Em cima da mesa esteve, também, a mobilidade sustentável, outra das áreas em que, apesar do trabalho realizado, há ainda um caminho a percorrer. Susana Castelo, consultora que desenvolveu o Plano Intermunicipal de Mobilidade e Transportes da Região de Aveiro, identificou algumas prioridades, nomeadamente ao nível da mudança de comportamentos. “É preciso aumentar a autonomia dos alunos, encorajando-os a irem a pé ou de bicicleta para a escola”, destacou, defendendo a necessidade de se elaborarem planos de mobilidade escolares. O mesmo deve ser feito ao nível das empresas e zonas industriais, apontou a técnica.
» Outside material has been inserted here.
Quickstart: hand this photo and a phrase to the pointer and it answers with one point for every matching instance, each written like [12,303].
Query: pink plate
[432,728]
Susana Castelo alertou ainda para “a forte decadência das frotas de autocarros que circulam na região” e que tem “impactos incríveis ao nível da poluição e das emissões”, defendendo que sejam definidos critérios e regras de qualidade no concurso de transporte público rodoviário.
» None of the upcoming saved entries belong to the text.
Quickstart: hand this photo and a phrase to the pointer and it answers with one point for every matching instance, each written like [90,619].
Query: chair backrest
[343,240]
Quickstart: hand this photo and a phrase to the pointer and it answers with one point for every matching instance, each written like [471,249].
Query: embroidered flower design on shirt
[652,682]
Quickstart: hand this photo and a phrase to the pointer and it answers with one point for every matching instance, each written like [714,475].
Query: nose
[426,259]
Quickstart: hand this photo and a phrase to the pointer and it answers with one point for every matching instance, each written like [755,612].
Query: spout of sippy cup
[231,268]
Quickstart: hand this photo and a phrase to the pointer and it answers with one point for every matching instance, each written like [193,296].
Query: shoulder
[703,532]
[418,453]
Outra das questões a ter em conta passa por assegurar, conforme prevê a lei, que “para todos os lugares com mais de 40 habitantes deve ser providenciado transporte regular ou flexível que permita o acesso à sede de concelho respectiva, durante o período da manhã e da tarde, pelo menos três dias por semana”, reparou Susana Castelo. Contudo, “o que se verifica é que existe um conjunto significativo de lugares que não têm oferta de transporte público rodoviário”, notou.

A conferência, que decorreu no edifício da Assembleia Municipal de Aveiro, contou com a presença de Hans Bolscher, director do projecto ClairCity, bem como do presidente da Comunidade Intermunicipal da Região de Aveiro, Ribau Esteves, e do vice-reitor da UA, Eduardo Anselmo Castro.